Il salto all’attualità rivela parallelismi inquietanti: «Il trumpismo negli Stati Uniti rappresenta una moderna forma di coinvolgimento delle masse, con Trump votato in larga parte dai ceti meno abbienti in contrapposizione alle élite democratiche. In Italia, il voto per Fratelli d’Italia riflette un fenomeno analogo, alimentato da
un “senso di esclusione” che ampie fette delle masse percepiscono nei confronti della “cultura progressista”».
«Quest’ultima – spiega Fassa – pur occupandosi di problematiche sacrosante come i diritti umani o la parità di genere, non viene sentita come prioritaria da chi deve arrivare alla fine del mese o è disilluso per il futuro dei propri figli».
Questo divorzio tra le masse e chi dovrebbe rappresentarle è una delle cause del riemergere di vecchie inquietudini: «Anche i governi tecnici – da Monti a Draghi – vengono spesso percepiti come “nemici del popolo”, vissuti con maggiore insofferenza rispetto a governi legittimati dal voto.

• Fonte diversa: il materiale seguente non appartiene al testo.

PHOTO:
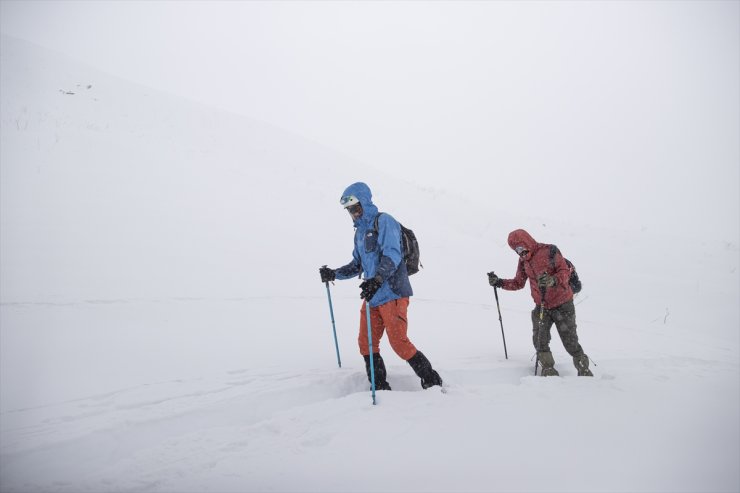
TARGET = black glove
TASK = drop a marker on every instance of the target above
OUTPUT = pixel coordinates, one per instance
(494, 280)
(327, 274)
(370, 286)
(545, 280)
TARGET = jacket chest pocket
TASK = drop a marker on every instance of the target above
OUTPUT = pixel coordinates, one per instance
(371, 241)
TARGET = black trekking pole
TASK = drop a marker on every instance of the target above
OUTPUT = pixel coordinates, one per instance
(333, 325)
(498, 306)
(543, 290)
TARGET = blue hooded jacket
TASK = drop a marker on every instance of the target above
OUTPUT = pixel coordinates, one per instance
(377, 252)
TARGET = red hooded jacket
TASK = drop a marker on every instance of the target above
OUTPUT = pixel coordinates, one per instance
(533, 265)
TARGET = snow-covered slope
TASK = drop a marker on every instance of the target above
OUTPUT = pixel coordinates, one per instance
(162, 325)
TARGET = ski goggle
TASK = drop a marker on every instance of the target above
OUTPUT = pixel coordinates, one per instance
(354, 209)
(348, 200)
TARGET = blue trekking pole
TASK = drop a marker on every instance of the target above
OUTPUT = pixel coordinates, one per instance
(333, 325)
(370, 346)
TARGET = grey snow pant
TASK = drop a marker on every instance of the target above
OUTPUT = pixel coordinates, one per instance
(564, 318)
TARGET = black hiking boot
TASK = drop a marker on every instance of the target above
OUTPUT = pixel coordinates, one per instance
(380, 382)
(581, 364)
(423, 369)
(548, 364)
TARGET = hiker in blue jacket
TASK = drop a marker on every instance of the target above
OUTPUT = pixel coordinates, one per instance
(378, 255)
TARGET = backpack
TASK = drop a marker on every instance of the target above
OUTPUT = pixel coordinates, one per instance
(409, 248)
(573, 280)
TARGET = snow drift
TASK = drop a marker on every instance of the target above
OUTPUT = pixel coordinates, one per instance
(163, 327)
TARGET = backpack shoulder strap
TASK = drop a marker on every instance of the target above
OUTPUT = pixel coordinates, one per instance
(376, 221)
(553, 251)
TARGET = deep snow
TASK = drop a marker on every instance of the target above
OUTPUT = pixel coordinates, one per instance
(163, 327)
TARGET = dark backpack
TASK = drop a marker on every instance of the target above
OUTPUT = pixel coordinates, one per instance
(409, 248)
(573, 280)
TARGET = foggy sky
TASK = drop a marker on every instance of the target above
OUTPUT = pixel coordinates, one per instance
(625, 113)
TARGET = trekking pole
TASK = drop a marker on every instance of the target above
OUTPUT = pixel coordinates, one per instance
(543, 291)
(333, 325)
(498, 306)
(370, 347)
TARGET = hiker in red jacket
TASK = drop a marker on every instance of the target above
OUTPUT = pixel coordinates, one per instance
(548, 281)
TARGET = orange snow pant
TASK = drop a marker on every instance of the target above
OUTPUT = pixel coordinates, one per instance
(389, 317)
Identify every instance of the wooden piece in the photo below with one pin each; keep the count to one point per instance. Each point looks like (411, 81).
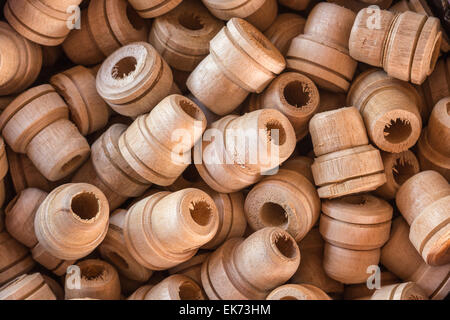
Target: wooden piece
(166, 229)
(114, 250)
(403, 291)
(294, 95)
(134, 79)
(243, 149)
(406, 55)
(27, 287)
(298, 292)
(285, 28)
(229, 273)
(72, 221)
(287, 200)
(21, 61)
(391, 110)
(87, 109)
(159, 154)
(424, 201)
(398, 168)
(99, 280)
(345, 163)
(401, 258)
(260, 13)
(219, 81)
(321, 52)
(433, 148)
(106, 25)
(182, 36)
(44, 22)
(36, 123)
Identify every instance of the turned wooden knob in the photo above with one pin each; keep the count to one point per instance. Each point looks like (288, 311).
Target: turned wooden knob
(36, 123)
(391, 110)
(166, 229)
(114, 250)
(311, 269)
(134, 79)
(403, 291)
(44, 22)
(182, 36)
(98, 280)
(298, 292)
(87, 109)
(398, 168)
(322, 51)
(176, 287)
(22, 61)
(241, 60)
(409, 56)
(159, 154)
(433, 148)
(230, 272)
(72, 221)
(345, 163)
(400, 257)
(294, 95)
(27, 287)
(153, 8)
(105, 27)
(424, 201)
(260, 13)
(287, 200)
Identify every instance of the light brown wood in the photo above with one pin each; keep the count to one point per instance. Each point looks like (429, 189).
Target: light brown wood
(424, 200)
(98, 280)
(106, 25)
(322, 51)
(409, 56)
(166, 229)
(220, 82)
(229, 272)
(21, 61)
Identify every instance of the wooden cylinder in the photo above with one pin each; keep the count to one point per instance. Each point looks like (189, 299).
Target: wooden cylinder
(72, 221)
(398, 168)
(27, 287)
(408, 56)
(114, 250)
(182, 36)
(98, 280)
(400, 257)
(241, 60)
(345, 163)
(45, 22)
(166, 229)
(433, 148)
(229, 273)
(21, 61)
(287, 200)
(298, 292)
(243, 148)
(294, 95)
(424, 200)
(403, 291)
(391, 110)
(87, 109)
(134, 79)
(159, 154)
(260, 13)
(36, 123)
(321, 52)
(153, 8)
(106, 25)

La loro logica del “sappiamo noi cosa è bene per voi” cozza con l’innato desiderio di libertà di ogni individuo».
La cultura del risentimento
«Il mondo contemporaneo è pervaso da una forte “cultura del risentimento“, di cui la destra si fa interprete – Aggiunge Fassa – Questo risentimento è alimentato da chi si sente escluso dai processi di modernizzazione e da giovani senza lavoro o sfiduciati. Queste masse di esclusi provano un enorme rancore nei confronti di un’élite dirigente progressista percepita come nemica».

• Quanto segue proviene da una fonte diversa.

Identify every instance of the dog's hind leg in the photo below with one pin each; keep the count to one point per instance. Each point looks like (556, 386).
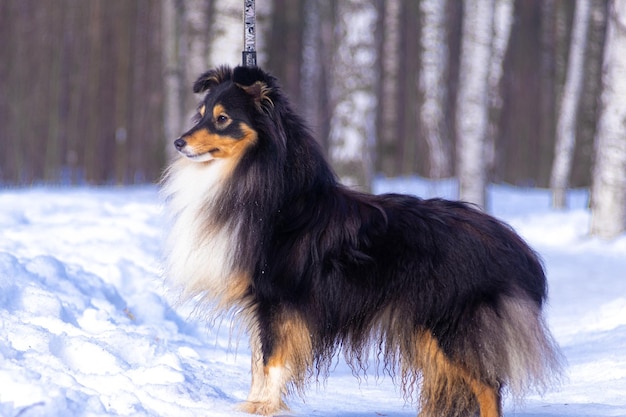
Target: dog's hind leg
(274, 367)
(448, 388)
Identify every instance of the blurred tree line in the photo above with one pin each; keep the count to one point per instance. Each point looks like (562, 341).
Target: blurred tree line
(82, 83)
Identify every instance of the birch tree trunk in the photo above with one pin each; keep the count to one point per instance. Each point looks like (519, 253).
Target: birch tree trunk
(502, 24)
(472, 101)
(195, 45)
(390, 66)
(226, 33)
(608, 199)
(352, 134)
(566, 124)
(432, 85)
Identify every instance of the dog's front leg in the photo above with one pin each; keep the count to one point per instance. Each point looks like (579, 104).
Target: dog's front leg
(280, 357)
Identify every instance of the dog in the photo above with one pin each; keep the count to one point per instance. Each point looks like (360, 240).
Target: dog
(447, 299)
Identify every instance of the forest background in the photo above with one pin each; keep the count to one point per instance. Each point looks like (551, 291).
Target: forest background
(95, 92)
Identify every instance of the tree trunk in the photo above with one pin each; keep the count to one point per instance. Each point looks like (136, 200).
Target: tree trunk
(352, 134)
(608, 208)
(433, 87)
(502, 24)
(172, 74)
(566, 124)
(226, 33)
(388, 131)
(472, 100)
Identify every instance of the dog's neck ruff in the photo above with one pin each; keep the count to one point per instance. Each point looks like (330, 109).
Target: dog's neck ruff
(199, 252)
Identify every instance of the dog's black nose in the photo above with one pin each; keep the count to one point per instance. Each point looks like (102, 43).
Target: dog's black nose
(180, 143)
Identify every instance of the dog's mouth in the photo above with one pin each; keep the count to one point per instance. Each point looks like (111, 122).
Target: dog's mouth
(200, 157)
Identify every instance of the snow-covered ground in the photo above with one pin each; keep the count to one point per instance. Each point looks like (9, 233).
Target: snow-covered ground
(86, 327)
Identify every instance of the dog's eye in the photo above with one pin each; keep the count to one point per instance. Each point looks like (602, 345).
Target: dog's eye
(222, 120)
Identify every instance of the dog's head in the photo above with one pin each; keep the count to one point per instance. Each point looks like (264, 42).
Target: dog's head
(224, 125)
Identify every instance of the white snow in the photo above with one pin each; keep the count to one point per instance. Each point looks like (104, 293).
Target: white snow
(86, 327)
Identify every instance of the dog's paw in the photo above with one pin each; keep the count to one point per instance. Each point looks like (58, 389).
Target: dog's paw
(264, 408)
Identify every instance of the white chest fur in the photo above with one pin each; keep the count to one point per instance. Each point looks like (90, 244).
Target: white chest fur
(199, 254)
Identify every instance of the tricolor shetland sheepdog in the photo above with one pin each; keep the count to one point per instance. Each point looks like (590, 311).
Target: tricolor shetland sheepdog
(448, 298)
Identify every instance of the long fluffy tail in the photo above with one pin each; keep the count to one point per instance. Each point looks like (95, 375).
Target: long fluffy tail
(504, 350)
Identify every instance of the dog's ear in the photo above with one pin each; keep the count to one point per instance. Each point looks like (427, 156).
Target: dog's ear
(255, 83)
(212, 78)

La crisi è aggravata dalla trasformazione dei partiti tradizionali: «Il Partito Comunista Italiano, un tempo, fungeva da cinghia di trasmissione tra le istituzioni e la società, esercitando una pedagogia popolare che spiegava le decisioni alla base. Questa funzione è venuta meno, specialmente dopo la trasformazione da PCI a PDS. Le conseguenze sono state la nascita di populismi pericolosi e partiti autoreferenziali, dove i politici non spiegano più le problematiche complesse o, peggio, accusano il popolo di “sbagliare a votare”».
Il coraggio dell’impopolarità
Di fronte a questo quadro, qual è la via d’uscita? Fassa indica la necessità di «Agire non conformemente alle regole del gioco della classe politica, con il “coraggio dell’impopolarità fin dall’inizio” e la disponibilità ad affrontare “marce nel deserto lunghe”. Perchè è fondamentale dire la verità agli elettori, anche su questioni scomode come l’insostenibilità del sistema pensionistico, trattando i cittadini come persone intelligenti».
Così, per modificare le cose a medio-lungo termine «Servirebbe un “movimento rivoluzionario“, paradossalmente “estremista di centro“, disposto a non ottenere risultati immediati». Un vero paradosso, o forse addirittura un ossimoro, per districarsi in una situazione che non sembra avere una via di uscita “normale”.